Schaars of niet?

Een gouden tientje dat in oplage van miljoenen is gemaakt is een stuk minder schaars dan eentje waar er slechts enkele tientallen van zijn geslagen. Moderne tien euro muntstukken zijn meestal makkelijk te verkrijgen en soms minder gewild, waardoor deze minder schaars zijn. Sommige tien gulden munten kunnen meer dan honderd jaar oud zijn, maar door de hoge oplage toch niet schaars. Voor niet-schaarse tientjes is de goudprijs leidend. Op muntveilingen wordt de geboden prijs bepaald door de vraag versus het aanbod, waarbij de zeldzaamheid in combinatie met de kwaliteit maatgevend zijn. Indien een tientje zo extreem schaars is dat deze niet of nauwelijks in de handel komt, dan is de waarde waarschijnlijk zeer hoog, maar niet goed te bepalen.

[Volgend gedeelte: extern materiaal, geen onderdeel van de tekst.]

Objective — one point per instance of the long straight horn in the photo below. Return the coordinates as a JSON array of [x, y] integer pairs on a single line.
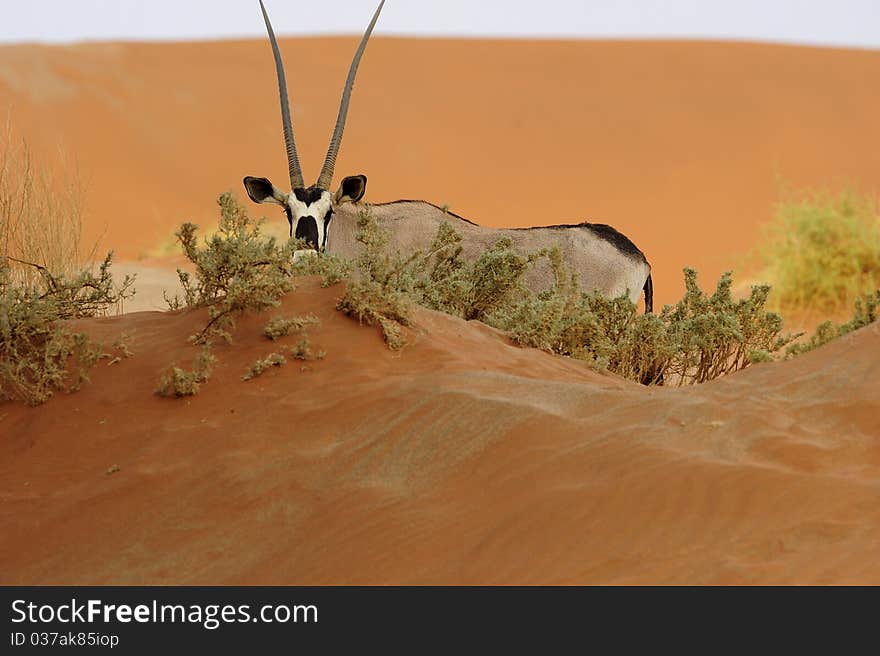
[[296, 179], [326, 176]]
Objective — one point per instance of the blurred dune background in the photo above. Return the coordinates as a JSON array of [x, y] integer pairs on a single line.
[[683, 146]]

Onderstaande grafiek laat zien welke gouden tien gulden munten door hun schaarste meer opleveren dan de goudprijs. In deze grafiek hebben de duurste tientjes een grotere cirkel en staan ze hoger. De minst schaarse tientjes (dwz. die op veilingen het vaakst zijn aangeboden) zijn het lichtst gekleurd.

Aan deze grafiek is goed te zien dat de tientjes van Willem III en van Wilhelmina minder schaars en minder duur zijn dan die van de eerdere vorsten, met uitzondering van de tientjes uit 1892 en 1895. Het meest prijzig zijn de tientjes van Lodewijk Napoleon, Willem II en enkele jaartallen van Willem I.

Van de tientjes van 1808 en 1820 zijn momenteel geen verkoopcijfers bekend. De tientjes uit 1917 en 1926 kennen een exemplaar in schaarse kwaliteit waarvan de hoge verkoopprijs het gemiddelde omhoog trekt, waardoor dit anderszins niet-schaarse tientje in de grafiek er iets hoger uitspringt.